Image Processing in the Eye: Like "Magic" Evolution News & Views January 16, 2014 5:33 The amount of image processing going on in the eyeball is astounding. Did you know that the signal from your retina splits into some 20 channels that analyze the image before it reaches the brain? A pair of German neuroscientists, writing in Current Biology, describe as "magic" how two of those channels work at the neural level. They begin by commenting on how we enjoy the best of both design constraints: The visual system of primates, including that of humans, famously features both exquisite spatial acuity and a high temporal resolution. This dual focus on both 'sharpness' and 'speed' is made possible through different processing streams set up already in the retina. In a recent study, Puthussery et al. now show that key differences in the processing streams that are thought to underlie these visual abilities are already set up right after the first synapse of the visual system -- in retinal bipolar cells.
The retina breaks the visual world into several parallel representations prior to transmission to the brain. Each representation, or 'channel', is based on a different type of retinal ganglion cell that carries information about specific features of the visual scene -- such as edges, directed motion or 'color'. Of the 20 or so types of ganglion cells that exist in the primate retina, two in particular have attracted considerable attention since they were first described in the 1940s: the parasol and midget cells. (Emphasis added.)
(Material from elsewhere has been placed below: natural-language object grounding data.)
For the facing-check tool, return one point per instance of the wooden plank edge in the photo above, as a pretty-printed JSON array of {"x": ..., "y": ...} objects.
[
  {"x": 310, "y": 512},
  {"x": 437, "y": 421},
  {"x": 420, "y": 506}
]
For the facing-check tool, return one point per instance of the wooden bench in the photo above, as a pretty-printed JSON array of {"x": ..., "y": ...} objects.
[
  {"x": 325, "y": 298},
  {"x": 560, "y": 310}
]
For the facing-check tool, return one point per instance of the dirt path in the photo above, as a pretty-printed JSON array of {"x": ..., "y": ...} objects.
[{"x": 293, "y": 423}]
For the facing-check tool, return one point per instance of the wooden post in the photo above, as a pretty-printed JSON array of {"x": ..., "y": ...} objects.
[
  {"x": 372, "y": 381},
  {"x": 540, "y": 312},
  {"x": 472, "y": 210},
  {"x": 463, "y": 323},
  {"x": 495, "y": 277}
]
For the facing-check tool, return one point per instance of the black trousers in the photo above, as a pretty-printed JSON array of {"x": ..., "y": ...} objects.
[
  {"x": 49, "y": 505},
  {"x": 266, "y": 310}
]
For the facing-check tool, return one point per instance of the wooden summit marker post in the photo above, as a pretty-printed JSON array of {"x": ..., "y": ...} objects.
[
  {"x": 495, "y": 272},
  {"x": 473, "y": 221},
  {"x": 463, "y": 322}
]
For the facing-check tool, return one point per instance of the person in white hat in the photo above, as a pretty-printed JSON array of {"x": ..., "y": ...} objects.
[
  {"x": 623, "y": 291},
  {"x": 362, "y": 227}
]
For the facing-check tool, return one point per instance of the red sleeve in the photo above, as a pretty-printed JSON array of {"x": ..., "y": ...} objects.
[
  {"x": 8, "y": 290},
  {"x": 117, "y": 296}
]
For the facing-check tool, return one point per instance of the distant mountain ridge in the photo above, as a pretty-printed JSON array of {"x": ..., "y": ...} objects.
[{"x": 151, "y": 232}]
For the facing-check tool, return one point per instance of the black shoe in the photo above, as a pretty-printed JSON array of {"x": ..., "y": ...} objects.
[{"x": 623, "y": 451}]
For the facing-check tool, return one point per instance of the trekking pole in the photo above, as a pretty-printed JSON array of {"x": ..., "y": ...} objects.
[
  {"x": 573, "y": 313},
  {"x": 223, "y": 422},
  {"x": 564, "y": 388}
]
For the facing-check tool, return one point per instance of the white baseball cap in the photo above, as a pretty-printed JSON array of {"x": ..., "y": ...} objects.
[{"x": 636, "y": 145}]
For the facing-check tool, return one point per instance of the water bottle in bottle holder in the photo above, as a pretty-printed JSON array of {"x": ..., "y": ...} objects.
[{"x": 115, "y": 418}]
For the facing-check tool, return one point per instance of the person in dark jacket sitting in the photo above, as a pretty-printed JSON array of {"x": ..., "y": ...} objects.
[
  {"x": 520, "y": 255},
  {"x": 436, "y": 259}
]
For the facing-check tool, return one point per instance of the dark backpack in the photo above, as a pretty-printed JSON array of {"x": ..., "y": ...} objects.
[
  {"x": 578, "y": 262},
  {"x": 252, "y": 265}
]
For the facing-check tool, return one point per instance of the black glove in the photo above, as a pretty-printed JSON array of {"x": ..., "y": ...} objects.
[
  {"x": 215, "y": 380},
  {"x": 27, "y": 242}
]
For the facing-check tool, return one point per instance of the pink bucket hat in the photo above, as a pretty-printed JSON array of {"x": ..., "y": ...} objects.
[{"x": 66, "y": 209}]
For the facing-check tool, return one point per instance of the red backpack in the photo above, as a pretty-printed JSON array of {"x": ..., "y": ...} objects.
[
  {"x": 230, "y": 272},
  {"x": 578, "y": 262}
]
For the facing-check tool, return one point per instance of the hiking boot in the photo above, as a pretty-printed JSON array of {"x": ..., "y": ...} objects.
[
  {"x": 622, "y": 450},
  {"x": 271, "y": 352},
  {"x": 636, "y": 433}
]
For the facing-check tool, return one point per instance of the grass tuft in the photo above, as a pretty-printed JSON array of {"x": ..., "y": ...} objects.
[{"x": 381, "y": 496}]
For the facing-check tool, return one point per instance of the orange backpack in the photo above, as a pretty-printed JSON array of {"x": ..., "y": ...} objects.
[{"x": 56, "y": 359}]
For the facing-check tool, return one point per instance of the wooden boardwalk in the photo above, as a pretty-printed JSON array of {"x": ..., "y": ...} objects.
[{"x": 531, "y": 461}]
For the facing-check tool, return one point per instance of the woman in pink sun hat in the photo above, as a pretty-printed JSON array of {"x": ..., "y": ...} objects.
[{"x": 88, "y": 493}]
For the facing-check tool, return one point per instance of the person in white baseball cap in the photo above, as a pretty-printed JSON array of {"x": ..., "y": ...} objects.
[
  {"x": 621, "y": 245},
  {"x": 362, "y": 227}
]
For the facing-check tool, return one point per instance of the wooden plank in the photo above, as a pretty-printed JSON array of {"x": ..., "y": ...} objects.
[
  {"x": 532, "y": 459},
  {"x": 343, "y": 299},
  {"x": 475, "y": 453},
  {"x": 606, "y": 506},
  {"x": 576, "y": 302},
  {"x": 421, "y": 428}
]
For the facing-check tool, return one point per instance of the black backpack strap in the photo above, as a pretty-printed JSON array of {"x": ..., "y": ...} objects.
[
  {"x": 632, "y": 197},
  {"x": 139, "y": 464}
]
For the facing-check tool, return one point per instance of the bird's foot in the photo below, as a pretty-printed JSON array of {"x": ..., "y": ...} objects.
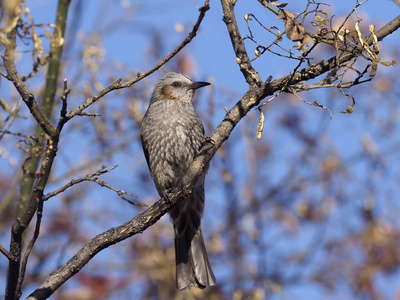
[
  {"x": 167, "y": 195},
  {"x": 207, "y": 140}
]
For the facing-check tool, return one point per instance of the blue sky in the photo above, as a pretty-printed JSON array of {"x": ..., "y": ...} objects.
[{"x": 212, "y": 58}]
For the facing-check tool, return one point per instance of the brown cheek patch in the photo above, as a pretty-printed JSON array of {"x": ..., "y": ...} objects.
[{"x": 166, "y": 92}]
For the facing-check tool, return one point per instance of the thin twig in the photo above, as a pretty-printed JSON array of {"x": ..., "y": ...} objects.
[{"x": 119, "y": 85}]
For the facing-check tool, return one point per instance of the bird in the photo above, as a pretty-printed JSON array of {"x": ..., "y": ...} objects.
[{"x": 172, "y": 135}]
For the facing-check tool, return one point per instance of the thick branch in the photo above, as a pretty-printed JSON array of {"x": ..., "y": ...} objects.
[{"x": 141, "y": 222}]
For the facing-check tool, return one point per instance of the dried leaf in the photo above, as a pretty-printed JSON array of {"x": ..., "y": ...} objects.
[{"x": 260, "y": 126}]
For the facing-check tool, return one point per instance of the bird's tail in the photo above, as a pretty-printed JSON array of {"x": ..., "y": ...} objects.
[{"x": 192, "y": 265}]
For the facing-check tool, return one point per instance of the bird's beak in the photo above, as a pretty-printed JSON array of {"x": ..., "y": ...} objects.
[{"x": 199, "y": 84}]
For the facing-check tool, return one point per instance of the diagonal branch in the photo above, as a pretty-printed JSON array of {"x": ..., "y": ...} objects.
[
  {"x": 119, "y": 85},
  {"x": 242, "y": 58},
  {"x": 141, "y": 222}
]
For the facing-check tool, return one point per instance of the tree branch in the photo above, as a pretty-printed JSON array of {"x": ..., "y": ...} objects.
[
  {"x": 242, "y": 58},
  {"x": 141, "y": 222},
  {"x": 119, "y": 85}
]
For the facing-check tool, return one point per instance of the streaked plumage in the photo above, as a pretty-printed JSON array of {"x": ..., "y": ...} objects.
[{"x": 172, "y": 134}]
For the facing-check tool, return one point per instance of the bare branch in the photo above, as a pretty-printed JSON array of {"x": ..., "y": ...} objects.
[
  {"x": 93, "y": 177},
  {"x": 141, "y": 222},
  {"x": 242, "y": 57},
  {"x": 5, "y": 252},
  {"x": 119, "y": 85}
]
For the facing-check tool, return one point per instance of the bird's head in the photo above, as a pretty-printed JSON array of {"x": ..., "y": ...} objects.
[{"x": 176, "y": 87}]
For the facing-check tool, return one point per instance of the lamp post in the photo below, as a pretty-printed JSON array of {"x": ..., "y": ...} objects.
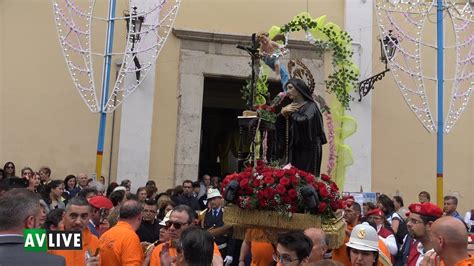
[
  {"x": 133, "y": 32},
  {"x": 388, "y": 47}
]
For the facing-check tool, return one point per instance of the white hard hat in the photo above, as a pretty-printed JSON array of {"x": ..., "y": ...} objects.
[
  {"x": 165, "y": 219},
  {"x": 364, "y": 237},
  {"x": 212, "y": 193}
]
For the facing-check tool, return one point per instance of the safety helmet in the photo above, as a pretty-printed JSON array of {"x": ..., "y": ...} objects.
[{"x": 364, "y": 237}]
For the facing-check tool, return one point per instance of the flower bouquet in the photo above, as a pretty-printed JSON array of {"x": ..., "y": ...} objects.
[{"x": 286, "y": 198}]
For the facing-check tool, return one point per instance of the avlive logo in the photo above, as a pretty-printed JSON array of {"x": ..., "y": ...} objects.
[{"x": 40, "y": 240}]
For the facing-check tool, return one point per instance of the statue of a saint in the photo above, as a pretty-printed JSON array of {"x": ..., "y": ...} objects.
[{"x": 300, "y": 129}]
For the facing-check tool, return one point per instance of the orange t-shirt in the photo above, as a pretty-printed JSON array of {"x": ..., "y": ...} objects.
[
  {"x": 260, "y": 247},
  {"x": 78, "y": 257},
  {"x": 466, "y": 262},
  {"x": 155, "y": 255},
  {"x": 340, "y": 254},
  {"x": 262, "y": 253},
  {"x": 120, "y": 245}
]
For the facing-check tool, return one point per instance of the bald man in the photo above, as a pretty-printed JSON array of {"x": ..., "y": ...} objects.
[
  {"x": 449, "y": 239},
  {"x": 318, "y": 237}
]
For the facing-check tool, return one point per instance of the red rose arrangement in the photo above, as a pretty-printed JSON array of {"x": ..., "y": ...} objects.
[{"x": 276, "y": 189}]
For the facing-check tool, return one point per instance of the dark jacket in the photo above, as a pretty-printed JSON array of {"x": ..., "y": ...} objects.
[{"x": 12, "y": 253}]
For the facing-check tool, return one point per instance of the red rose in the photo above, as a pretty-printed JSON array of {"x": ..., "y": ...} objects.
[
  {"x": 309, "y": 179},
  {"x": 286, "y": 199},
  {"x": 333, "y": 186},
  {"x": 292, "y": 193},
  {"x": 334, "y": 205},
  {"x": 325, "y": 177},
  {"x": 294, "y": 180},
  {"x": 269, "y": 180},
  {"x": 270, "y": 192},
  {"x": 322, "y": 206},
  {"x": 244, "y": 182},
  {"x": 285, "y": 181},
  {"x": 279, "y": 173},
  {"x": 291, "y": 171},
  {"x": 323, "y": 192},
  {"x": 261, "y": 194},
  {"x": 247, "y": 190},
  {"x": 256, "y": 183},
  {"x": 293, "y": 209},
  {"x": 280, "y": 189}
]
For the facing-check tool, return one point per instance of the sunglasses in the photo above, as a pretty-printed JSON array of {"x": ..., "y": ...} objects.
[{"x": 176, "y": 225}]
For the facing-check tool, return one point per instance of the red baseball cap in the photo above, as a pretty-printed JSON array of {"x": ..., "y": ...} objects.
[
  {"x": 426, "y": 209},
  {"x": 100, "y": 202},
  {"x": 375, "y": 211}
]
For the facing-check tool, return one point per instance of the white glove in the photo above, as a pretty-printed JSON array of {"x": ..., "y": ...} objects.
[{"x": 228, "y": 260}]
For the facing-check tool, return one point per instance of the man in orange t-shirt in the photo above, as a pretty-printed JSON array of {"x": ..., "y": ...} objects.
[
  {"x": 449, "y": 238},
  {"x": 352, "y": 215},
  {"x": 257, "y": 243},
  {"x": 120, "y": 245},
  {"x": 182, "y": 217},
  {"x": 75, "y": 218}
]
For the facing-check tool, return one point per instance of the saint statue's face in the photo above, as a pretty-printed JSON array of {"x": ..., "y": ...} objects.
[{"x": 292, "y": 92}]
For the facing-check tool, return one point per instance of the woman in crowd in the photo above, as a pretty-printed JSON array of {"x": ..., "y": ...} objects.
[
  {"x": 397, "y": 223},
  {"x": 33, "y": 182},
  {"x": 53, "y": 195},
  {"x": 163, "y": 208},
  {"x": 141, "y": 194},
  {"x": 111, "y": 188},
  {"x": 399, "y": 208},
  {"x": 70, "y": 186},
  {"x": 54, "y": 220},
  {"x": 26, "y": 173},
  {"x": 376, "y": 219},
  {"x": 9, "y": 170}
]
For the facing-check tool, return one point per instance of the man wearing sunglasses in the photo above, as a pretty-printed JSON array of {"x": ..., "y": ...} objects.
[
  {"x": 418, "y": 243},
  {"x": 181, "y": 218},
  {"x": 120, "y": 245}
]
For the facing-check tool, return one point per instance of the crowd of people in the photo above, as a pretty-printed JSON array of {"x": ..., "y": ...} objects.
[{"x": 185, "y": 226}]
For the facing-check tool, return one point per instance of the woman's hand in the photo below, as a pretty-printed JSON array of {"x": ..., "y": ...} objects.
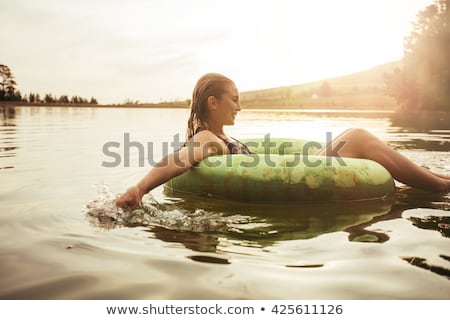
[{"x": 130, "y": 200}]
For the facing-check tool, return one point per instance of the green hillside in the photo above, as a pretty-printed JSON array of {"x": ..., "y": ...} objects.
[{"x": 362, "y": 90}]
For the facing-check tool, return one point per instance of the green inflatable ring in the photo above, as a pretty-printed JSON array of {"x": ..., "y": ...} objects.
[{"x": 284, "y": 170}]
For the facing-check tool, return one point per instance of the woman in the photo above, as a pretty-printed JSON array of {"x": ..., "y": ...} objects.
[{"x": 215, "y": 103}]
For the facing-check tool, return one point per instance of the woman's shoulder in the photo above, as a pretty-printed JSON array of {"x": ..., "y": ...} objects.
[{"x": 208, "y": 138}]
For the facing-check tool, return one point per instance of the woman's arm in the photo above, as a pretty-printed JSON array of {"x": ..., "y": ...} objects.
[{"x": 202, "y": 145}]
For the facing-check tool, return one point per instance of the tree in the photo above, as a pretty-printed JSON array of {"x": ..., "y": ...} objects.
[
  {"x": 7, "y": 84},
  {"x": 424, "y": 80}
]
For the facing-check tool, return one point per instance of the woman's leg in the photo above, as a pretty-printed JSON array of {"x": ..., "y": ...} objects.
[{"x": 359, "y": 143}]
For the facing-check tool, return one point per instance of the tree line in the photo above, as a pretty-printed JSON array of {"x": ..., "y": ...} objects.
[
  {"x": 423, "y": 81},
  {"x": 9, "y": 92}
]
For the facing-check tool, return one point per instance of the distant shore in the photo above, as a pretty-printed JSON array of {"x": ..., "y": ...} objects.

The authors go on to describe how the "parasol ganglion cells" are responsible for "fast, low acuity" while the "midget ganglion cells" provide "slow, high acuity." What makes the difference? At least three factors are involved: (1) the way they are wired in parallel with the bipolar cells (between the photoreceptors and the amacrine cells), (2) the way they are wired in series with the amacrine cells (between the bipolar cells and the ganglion cells), and (3) the waveforms of the electrical output of the bipolar cells.